Figures 2 and 3 show the bias and standard error of MSM coefficient (ATE) estimates using TVT estimators. As expected, estimators are unbiased when sequential exchangeability is met and biased otherwise. Standard errors are higher for treatment effects at later time periods and at time points further past the point of initial treatment (higher lags).

4.2 Group-time ATT estimands

Figures 4 and 5 show the bias and standard error of group-time ATT estimates using TVT, CS2021, and hybrid estimators. Under the simplest case of time-invariant measured confounding, all estimators are unbiased. When a time-invariant unmeasured confounder is added, TVT estimators that weight the outcome are biased, but estimators that weight the change score are unbiased.

When confounders are time-varying and measured (or measured proxies suffice to control confounding under sequential exchangeability), parallel trends is violated, and thus, unweighted CS2021 estimators are biased. However, CS2021 estimators that use TVT ATE weights become unbiased. When there is uncontrolled, unmeasured, time-varying confounding, all estimators are biased. However, TVT-change score and TVT-weighted CS2021 estimators have comparable bias, and this bias is lower than those of TVT-outcome and unweighted CS2021 estimators.

Across all data-generating setups, bias and standard error increase at greater lags. Further, standard errors for TVT estimators and TVT-weighted CS2021 estimators are higher than for unweighted CS2021 estimators. Estimates based on a not-yet-treated control group are less biased than estimates based on a never-treated control group.

Increasing strength of confounding exacerbated bias under all data setups and resulted in larger and more variable standard errors (Figs. 6 and 7).

Fig. 2
figure 2

Bias of estimates of marginal structural model coefficients. Results are shown for the lowest level of confounding strength (\(m=1\) in the structural equations of Table 1). SE = sequential exchangeability. PT = parallel trends

Fig. 3
figure 3

Standard error of estimates of marginal structural model coefficients. Same context as Fig. 2

Fig. 4
figure 4

Bias of group-time ATT estimates from TVT and CS2021 estimators. Results are shown for the lowest level of confounding strength (\(m=1\) in the structural equations of Table 1). SE = sequential exchangeability. PT = parallel trends

Fig. 5
figure 5

Standard error of group-time ATT estimates from TVT and CS2021 estimators.
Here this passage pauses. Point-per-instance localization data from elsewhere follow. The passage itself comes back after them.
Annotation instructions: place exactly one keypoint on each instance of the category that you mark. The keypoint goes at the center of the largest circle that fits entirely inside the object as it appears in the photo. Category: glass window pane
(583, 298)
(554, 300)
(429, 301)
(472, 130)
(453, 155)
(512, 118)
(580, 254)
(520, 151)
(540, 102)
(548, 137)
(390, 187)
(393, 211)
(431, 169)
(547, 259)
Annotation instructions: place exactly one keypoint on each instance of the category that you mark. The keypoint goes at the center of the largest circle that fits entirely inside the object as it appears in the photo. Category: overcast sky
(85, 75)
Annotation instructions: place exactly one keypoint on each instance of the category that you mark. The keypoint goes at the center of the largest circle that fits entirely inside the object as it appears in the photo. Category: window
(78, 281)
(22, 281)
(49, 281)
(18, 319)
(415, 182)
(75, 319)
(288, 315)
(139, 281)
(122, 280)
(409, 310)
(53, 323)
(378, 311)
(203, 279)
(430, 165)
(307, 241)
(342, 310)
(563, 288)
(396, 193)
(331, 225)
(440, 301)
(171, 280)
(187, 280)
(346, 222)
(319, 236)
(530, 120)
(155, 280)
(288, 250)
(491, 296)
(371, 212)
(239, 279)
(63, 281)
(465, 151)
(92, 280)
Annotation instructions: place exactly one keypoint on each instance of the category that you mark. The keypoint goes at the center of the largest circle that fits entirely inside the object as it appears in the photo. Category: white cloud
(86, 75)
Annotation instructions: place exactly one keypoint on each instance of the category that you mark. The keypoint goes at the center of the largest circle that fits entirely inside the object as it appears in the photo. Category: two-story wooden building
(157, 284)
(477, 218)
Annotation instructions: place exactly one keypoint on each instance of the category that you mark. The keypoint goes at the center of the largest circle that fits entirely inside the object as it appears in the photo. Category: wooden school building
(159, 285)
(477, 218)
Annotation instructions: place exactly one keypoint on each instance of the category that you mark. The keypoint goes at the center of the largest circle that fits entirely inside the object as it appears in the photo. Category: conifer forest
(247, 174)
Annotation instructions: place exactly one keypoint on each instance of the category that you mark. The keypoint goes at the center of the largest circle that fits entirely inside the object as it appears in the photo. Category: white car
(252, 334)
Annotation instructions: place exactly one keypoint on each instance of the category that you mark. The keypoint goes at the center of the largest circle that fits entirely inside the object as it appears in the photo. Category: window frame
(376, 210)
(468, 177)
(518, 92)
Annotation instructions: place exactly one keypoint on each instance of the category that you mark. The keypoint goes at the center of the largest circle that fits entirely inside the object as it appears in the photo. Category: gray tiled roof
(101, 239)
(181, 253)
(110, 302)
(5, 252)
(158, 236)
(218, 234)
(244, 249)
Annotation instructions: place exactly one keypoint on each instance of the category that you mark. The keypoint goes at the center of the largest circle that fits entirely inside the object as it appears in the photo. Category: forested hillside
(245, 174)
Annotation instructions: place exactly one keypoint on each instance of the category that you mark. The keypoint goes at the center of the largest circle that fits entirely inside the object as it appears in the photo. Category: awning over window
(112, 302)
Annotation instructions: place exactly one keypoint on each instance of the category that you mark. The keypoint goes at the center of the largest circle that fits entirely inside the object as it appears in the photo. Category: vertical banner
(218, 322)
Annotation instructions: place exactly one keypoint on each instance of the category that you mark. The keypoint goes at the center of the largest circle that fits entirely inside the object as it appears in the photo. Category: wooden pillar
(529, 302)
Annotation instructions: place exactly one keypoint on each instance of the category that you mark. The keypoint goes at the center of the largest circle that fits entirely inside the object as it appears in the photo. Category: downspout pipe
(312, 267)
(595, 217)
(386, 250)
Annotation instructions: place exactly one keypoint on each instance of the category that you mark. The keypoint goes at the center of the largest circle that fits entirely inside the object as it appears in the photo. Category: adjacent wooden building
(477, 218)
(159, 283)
Same context as Fig. 4

Fig. 6
figure 6

Bias for \(ATT(g=2,t=2)\) as a function of confounding strength. Same plot legend from Figs. 4 and 5

Fig. 7
figure 7

Standard error for \(ATT(g=2,t=2)\) as a function of confounding strength. Same plot legend from Figs. 4 and 5

5 Discussion

This article contributes to the DiD literature by clarifying synergies between the DiD and TVT frameworks.

My simulations looked at all combinations of sequential exchangeability and parallel trends holding and were thus able to highlight the power of fusing idea from both frameworks. When a framework’s assumptions were unmet, its corresponding estimators were biased, but using an idea from the other framework led to improved performance. When sequential exchangeability was unmet but parallel trends held, adapting TVT estimators to weight change scores (change scores being more common in the DiD literature) rather than outcomes improved performance. When parallel trends was unmet but sequential exchangeability held, adapting DiD estimators by incorporating TVT weights improved performance. When both assumptions were unmet, hybrid estimators were less biased than standard estimators.

An advantage of the TVT framework is that under the sequential exchangeability assumption, it is possible to estimate effects for those treated in group 1 (when weighting outcomes rather than change scores). Under a parallel trends framework, units treated in the first time period would be discarded from the analysis.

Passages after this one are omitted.